Cranwell was first elected to the Virginia House of Delegates in 1972, sharing the multi-member 8th district (Craig and Roanoke Counties and the city of Salem) with Republican Raymond Robrecht. In 1982, after redistricting, he shared the same district, now numbered the 7th, with another Republican, G. Steven Agee. A second redistricting converted the House entirely to single-member districts in 1983. He won election in the new 14th district, made up of pieces of Craig, Roanoke and Bedford Counties. He stayed in the 14th until his retirement from the House in 2001.

Cranwell served as chair of the Militia and Police committee 1978-1987, then took over the chairmanship of the Finance committee. In September 1991, Speaker A. L. Philpott, a terminal cancer patient, retired. Cranwell lost to Tom Moss of Norfolk for the Democratic Caucus nomination to succeed Philpott. Moss then became Speaker, and Cranwell became Majority leader.
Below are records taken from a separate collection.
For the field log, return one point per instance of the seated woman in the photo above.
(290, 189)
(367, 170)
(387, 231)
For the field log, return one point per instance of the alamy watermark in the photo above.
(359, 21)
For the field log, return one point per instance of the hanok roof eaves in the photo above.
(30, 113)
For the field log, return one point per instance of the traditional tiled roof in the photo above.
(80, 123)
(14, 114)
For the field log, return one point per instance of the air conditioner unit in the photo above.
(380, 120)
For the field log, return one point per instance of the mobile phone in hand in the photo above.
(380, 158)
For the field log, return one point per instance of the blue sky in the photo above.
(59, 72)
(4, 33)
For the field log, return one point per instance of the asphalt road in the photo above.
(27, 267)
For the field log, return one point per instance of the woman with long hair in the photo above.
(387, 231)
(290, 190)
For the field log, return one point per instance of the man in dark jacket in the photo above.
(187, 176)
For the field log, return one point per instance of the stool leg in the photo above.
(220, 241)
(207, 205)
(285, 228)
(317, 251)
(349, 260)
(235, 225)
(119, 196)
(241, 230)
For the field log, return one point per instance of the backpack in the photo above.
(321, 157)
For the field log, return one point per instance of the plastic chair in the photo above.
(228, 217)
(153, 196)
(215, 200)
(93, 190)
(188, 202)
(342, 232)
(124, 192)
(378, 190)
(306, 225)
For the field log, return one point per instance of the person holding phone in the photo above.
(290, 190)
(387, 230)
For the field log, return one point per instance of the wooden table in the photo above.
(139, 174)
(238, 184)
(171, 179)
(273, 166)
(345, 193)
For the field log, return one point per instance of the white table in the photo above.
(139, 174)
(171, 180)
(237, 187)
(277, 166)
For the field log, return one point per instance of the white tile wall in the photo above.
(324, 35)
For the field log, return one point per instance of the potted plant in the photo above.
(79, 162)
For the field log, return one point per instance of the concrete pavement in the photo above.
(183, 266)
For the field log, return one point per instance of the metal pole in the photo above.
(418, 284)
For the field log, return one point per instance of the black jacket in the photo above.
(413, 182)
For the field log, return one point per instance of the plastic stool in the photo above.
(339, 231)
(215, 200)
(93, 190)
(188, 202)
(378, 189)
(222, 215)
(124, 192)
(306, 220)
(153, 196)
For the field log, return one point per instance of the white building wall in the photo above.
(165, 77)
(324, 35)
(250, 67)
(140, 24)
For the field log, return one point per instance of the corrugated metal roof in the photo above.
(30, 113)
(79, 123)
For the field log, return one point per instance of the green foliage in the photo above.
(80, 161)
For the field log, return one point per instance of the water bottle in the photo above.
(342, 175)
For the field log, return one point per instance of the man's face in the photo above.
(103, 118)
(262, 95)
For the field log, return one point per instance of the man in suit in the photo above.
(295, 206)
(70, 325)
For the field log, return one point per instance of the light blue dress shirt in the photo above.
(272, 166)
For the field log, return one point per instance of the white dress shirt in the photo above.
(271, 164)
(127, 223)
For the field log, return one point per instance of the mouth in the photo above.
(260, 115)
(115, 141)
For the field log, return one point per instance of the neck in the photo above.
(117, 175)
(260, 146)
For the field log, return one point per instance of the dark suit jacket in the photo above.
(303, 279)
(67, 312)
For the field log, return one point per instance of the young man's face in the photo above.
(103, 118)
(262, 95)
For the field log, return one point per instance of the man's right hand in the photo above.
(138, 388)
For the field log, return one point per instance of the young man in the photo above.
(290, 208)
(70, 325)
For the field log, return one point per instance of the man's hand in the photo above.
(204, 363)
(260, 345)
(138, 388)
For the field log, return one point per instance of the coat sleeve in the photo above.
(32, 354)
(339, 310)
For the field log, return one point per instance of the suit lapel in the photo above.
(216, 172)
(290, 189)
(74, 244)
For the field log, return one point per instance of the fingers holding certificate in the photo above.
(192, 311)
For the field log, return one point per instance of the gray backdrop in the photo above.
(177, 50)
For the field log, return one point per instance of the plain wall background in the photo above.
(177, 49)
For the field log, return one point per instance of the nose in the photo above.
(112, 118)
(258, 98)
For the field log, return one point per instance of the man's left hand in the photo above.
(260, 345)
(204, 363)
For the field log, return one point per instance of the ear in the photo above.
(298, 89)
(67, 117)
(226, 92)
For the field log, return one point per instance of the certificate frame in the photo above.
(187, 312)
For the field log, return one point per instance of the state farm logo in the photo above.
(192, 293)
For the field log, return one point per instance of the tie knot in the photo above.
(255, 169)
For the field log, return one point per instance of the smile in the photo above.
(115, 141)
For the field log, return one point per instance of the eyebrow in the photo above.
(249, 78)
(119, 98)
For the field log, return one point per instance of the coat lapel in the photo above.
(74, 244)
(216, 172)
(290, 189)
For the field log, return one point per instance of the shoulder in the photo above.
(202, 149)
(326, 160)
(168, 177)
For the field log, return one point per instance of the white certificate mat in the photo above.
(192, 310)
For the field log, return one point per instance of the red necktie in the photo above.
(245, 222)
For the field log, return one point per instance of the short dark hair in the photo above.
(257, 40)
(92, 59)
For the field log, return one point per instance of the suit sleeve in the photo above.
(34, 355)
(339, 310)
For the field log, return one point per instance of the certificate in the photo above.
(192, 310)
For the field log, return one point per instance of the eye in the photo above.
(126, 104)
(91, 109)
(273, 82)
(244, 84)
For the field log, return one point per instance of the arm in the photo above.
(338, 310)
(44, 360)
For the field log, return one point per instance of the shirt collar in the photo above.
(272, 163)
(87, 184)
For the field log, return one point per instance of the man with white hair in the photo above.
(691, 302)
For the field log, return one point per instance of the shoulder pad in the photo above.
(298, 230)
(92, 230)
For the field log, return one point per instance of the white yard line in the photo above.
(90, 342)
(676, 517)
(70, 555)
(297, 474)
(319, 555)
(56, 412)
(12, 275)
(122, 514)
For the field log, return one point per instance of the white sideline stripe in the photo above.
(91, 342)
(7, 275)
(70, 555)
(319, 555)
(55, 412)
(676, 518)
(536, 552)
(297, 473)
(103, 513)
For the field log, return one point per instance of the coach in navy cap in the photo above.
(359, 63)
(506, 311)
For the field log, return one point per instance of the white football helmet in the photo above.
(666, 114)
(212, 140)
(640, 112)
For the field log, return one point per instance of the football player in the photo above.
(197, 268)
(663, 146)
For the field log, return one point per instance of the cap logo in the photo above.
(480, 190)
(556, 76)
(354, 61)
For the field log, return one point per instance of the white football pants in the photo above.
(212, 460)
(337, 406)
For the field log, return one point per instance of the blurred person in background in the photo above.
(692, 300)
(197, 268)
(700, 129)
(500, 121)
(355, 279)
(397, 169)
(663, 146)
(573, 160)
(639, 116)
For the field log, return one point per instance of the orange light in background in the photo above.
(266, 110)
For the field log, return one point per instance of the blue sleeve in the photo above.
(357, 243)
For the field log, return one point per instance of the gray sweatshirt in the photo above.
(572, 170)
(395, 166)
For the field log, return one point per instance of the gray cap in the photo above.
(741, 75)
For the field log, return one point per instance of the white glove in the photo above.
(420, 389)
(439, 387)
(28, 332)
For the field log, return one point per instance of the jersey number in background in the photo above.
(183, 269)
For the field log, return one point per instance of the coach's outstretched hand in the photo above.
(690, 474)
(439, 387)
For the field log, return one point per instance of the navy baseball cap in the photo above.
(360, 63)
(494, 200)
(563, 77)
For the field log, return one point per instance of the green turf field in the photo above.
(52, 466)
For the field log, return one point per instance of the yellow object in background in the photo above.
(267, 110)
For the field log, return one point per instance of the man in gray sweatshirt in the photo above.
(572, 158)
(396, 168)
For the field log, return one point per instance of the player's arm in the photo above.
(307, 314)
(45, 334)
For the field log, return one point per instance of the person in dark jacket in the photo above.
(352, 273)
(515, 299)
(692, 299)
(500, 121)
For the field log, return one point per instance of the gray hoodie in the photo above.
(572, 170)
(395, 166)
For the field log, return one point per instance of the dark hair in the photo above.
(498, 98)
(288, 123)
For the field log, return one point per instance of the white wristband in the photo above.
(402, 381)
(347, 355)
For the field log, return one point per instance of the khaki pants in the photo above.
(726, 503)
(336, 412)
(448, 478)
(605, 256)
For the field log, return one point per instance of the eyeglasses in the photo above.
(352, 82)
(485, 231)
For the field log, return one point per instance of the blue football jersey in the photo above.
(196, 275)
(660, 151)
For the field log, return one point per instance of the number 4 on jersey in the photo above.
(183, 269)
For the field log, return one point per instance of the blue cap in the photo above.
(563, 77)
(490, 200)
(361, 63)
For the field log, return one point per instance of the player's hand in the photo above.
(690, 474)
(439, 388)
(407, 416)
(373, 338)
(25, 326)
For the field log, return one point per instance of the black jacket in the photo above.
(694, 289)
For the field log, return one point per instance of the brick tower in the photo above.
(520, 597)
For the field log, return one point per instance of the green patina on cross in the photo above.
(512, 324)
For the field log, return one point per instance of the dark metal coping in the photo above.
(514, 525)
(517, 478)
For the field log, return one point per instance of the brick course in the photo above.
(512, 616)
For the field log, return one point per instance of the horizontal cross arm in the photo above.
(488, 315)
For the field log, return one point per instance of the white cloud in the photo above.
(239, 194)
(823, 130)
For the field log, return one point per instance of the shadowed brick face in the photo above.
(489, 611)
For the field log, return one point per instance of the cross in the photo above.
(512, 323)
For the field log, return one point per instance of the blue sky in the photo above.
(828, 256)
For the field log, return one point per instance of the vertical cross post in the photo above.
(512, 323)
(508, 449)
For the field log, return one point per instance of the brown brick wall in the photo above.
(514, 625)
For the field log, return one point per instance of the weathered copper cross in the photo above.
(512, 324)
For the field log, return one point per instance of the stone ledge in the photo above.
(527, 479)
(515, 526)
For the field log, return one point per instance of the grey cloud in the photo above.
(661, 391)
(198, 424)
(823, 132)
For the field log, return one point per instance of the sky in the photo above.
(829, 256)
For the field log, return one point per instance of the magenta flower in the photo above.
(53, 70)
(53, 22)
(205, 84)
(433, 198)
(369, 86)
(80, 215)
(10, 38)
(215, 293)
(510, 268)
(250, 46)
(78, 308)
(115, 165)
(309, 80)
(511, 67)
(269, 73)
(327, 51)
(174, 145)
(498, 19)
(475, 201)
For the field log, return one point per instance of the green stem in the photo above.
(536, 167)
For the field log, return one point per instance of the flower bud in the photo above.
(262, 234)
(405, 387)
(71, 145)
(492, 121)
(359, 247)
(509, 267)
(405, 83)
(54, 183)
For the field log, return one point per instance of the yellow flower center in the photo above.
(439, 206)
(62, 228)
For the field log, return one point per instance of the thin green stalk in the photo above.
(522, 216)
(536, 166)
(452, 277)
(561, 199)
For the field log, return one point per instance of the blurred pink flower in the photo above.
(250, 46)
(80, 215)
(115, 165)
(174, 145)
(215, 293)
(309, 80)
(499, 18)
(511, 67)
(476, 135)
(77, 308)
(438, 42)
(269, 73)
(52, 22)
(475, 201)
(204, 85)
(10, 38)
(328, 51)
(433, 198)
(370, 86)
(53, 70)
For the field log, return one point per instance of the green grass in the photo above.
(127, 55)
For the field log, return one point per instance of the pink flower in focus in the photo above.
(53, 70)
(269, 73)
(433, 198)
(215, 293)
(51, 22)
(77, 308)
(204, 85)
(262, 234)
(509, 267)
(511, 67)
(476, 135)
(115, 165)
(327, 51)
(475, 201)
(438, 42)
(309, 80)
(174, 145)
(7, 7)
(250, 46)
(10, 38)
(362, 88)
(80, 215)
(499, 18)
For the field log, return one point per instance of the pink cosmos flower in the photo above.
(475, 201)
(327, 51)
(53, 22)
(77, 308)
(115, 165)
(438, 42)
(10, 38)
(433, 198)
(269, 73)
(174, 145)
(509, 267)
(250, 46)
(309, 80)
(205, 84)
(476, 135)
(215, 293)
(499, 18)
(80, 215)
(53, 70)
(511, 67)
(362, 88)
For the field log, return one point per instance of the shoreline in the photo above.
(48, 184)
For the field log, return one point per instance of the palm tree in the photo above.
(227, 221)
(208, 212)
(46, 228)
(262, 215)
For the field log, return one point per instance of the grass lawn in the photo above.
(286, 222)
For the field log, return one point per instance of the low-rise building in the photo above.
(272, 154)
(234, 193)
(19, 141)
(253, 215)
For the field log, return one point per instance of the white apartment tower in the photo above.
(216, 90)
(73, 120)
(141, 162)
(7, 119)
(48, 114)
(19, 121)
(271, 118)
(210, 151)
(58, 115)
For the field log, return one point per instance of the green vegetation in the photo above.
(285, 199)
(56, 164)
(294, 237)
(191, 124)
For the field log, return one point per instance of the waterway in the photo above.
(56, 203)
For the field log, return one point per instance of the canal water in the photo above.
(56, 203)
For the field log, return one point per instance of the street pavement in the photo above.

Republicans gained parity with Democrats in the House after the 1997 elections, part of a Republican sweep driven by gubernatorial candidate Jim Gilmore's campaign promise to eliminate the personal property tax on automobiles. While the Democrats retained nominal majority caucus status and Moss remained Speaker, committee chairs were shared between the two parties, and Republican Harry Parrish became Finance co-chair with Cranwell. The committee sharing relationship continued for two years after Republicans took majority control in 2000. Moss conceded the Minority leader position to Cranwell.

The Republicans had complete control of the redistricting process in 2001, and dismantled Cranwell's district. Portions of his district were split among three Republican-held districts. Cranwell retired to focus on his law practice.

Cranwell was elected as state Democratic party chair on June 18, 2005.